Influence of Androgen Deprivation Therapy on the Uptake of PSMA-Targeted Agents: Emerging Opportunities and Challenges.

作者信息

Bakht Martin K, Oh So Won, Youn Hyewon, Cheon Gi Jeong, Kwak Cheol, Kang Keon Wook

机构信息

Department of Nuclear Medicine, Seoul National University College of Medicine, Seoul, 110-744 Korea.

Laboratory of Molecular Imaging and Therapy, Cancer Research Institute, Seoul National University College of Medicine, Seoul, Korea.

出版信息

Nucl Med Mol Imaging. 2017 Sep;51(3):202-211. doi: 10.1007/s13139-016-0439-4. Epub 2016 Aug 6.

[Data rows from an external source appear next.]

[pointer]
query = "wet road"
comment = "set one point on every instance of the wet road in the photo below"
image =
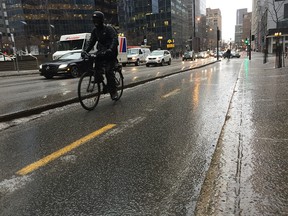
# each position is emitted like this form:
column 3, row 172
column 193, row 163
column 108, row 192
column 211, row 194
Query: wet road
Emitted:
column 23, row 93
column 249, row 171
column 150, row 158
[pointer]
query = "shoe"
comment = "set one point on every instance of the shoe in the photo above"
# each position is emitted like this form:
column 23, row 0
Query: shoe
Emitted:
column 114, row 95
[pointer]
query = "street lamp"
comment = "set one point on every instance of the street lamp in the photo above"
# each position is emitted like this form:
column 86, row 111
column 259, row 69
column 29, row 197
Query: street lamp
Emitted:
column 160, row 39
column 278, row 50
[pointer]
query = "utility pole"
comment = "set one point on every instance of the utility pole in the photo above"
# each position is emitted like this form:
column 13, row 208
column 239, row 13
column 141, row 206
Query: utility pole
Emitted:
column 218, row 38
column 249, row 47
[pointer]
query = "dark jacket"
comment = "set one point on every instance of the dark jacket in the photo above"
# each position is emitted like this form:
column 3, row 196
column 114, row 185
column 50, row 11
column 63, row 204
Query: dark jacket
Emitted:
column 107, row 39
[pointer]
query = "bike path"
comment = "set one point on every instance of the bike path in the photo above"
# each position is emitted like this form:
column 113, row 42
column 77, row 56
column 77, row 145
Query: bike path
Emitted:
column 249, row 169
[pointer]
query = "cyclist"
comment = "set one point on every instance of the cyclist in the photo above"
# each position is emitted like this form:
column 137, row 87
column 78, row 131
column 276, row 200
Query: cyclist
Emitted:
column 107, row 46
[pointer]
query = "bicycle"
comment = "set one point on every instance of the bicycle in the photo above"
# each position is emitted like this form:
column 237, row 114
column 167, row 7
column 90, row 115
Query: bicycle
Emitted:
column 92, row 83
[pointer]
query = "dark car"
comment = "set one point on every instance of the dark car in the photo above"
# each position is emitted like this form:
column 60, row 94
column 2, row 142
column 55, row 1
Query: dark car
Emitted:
column 235, row 54
column 70, row 64
column 189, row 55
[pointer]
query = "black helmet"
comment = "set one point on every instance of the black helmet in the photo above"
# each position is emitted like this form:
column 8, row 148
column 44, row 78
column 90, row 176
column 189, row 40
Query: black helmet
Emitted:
column 98, row 15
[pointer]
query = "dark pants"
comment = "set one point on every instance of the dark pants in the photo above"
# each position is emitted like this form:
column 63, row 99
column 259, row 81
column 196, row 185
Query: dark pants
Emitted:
column 108, row 66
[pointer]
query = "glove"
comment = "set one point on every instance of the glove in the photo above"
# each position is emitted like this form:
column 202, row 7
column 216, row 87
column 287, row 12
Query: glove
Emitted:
column 108, row 53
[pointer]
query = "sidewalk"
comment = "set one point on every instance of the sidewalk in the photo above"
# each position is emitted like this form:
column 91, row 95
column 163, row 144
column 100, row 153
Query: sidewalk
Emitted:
column 18, row 73
column 249, row 170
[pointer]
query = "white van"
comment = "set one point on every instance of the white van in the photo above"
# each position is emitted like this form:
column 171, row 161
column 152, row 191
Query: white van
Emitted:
column 137, row 55
column 71, row 43
column 77, row 42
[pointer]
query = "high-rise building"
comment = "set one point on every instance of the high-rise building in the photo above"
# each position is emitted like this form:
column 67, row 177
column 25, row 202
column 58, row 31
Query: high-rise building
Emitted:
column 37, row 25
column 154, row 23
column 214, row 21
column 269, row 20
column 247, row 19
column 239, row 27
column 239, row 15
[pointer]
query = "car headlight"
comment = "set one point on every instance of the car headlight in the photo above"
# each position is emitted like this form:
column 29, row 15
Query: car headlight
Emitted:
column 62, row 66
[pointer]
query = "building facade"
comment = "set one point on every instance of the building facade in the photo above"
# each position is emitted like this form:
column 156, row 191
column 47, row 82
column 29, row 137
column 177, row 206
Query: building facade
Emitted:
column 239, row 27
column 214, row 21
column 155, row 23
column 37, row 25
column 271, row 25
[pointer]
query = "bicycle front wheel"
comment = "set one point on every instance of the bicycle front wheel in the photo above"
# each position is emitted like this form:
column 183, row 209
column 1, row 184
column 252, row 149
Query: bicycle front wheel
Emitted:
column 119, row 80
column 88, row 91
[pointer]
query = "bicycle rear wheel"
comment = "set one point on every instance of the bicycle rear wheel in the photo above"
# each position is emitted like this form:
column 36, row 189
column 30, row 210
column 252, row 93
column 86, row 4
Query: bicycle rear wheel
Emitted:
column 88, row 91
column 119, row 80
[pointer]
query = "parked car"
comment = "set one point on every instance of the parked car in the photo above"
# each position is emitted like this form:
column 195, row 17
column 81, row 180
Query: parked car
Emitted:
column 202, row 54
column 136, row 56
column 70, row 64
column 235, row 54
column 158, row 57
column 189, row 55
column 6, row 58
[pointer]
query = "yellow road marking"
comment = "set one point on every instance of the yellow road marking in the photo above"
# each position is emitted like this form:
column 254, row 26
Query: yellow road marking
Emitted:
column 42, row 162
column 174, row 92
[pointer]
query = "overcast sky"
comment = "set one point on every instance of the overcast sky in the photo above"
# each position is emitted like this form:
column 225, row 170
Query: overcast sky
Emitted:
column 228, row 11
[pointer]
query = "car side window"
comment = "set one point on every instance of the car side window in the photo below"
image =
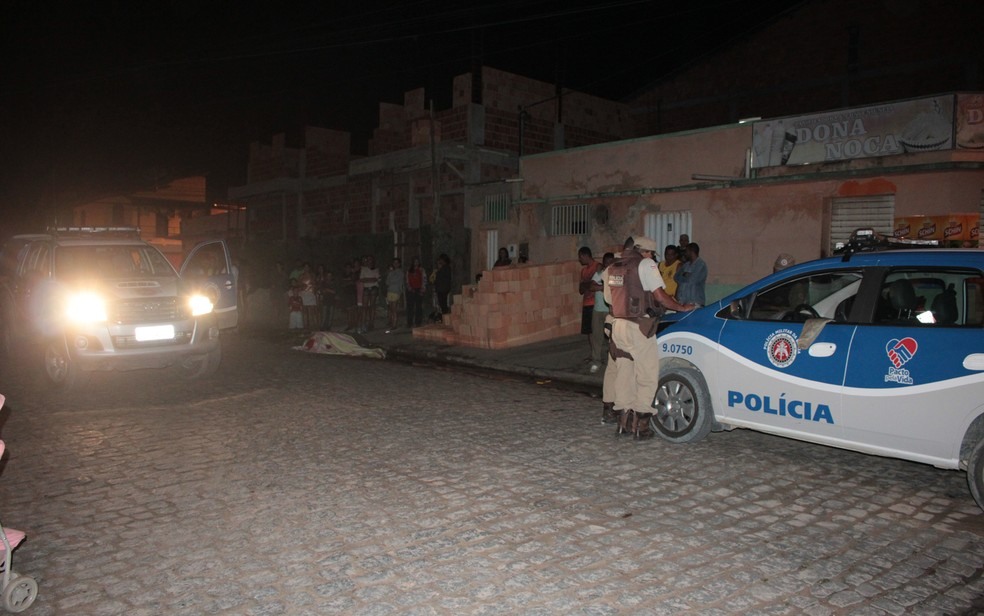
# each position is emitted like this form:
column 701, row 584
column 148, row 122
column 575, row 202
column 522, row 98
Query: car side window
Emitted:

DOI:10.1007/s13139-016-0439-4
PMID:28878845
原文链接:https://pmc.ncbi.nlm.nih.gov/articles/PMC5567615/
Abstract

Prostate-specific membrane antigen (PSMA) is an attractive target for both diagnosis and therapy because of its high expression in the vast majority of prostate cancers. Development of small molecules for targeting PSMA is important for molecular imaging and radionuclide therapy of prostate cancer. Recent evidence implies that androgen-deprivation therapy increase PSMA-ligand uptake in some cases. The reported upregulations in PSMA-ligand uptake after exposure to second-generation antiandrogens such as enzalutamide and abiraterone might disturb PSMA-targeted imaging for staging and response monitoring of patients undergoing treatment with antiandrogen-based drugs. On the other hand, second-generation antiandrogens are emerging as potential endoradio-/chemosensitizers. Therefore, the enhancement of the therapeutic efficiency of PSMA-targeted theranostic methods can be listed as a new capability of antiandrogens. In this manuscript, we will present what is currently known about the mechanism of increasing PSMA uptake following exposure to antiandrogens. In addition, we will discuss whether these above-mentioned antiandrogens could play the role of endoradio-/chemosensitizers in combination with the well-established PSMA-targeted methods for pre-targeting of prostate cancer.

摘要

前列腺特异性膜抗原(PSMA)因其在绝大多数前列腺癌中高表达,成为诊断和治疗的一个有吸引力的靶点。开发靶向PSMA的小分子对于前列腺癌的分子成像和放射性核素治疗很重要。最近的证据表明,在某些情况下雄激素剥夺疗法会增加PSMA配体摄取。据报道,在接触恩杂鲁胺和阿比特龙等第二代抗雄激素药物后,PSMA配体摄取上调,这可能会干扰接受抗雄激素类药物治疗患者的PSMA靶向成像用于分期和反应监测。另一方面,第二代抗雄激素药物正成为潜在的内照射/化学增敏剂。因此,提高PSMA靶向诊疗方法的治疗效率可列为抗雄激素药物的一项新功能。在本手稿中,我们将阐述目前已知的接触抗雄激素药物后PSMA摄取增加的机制。此外,我们将讨论上述抗雄激素药物与成熟的前列腺癌预靶向PSMA靶向方法联合使用时,是否能发挥内照射/化学增敏剂的作用。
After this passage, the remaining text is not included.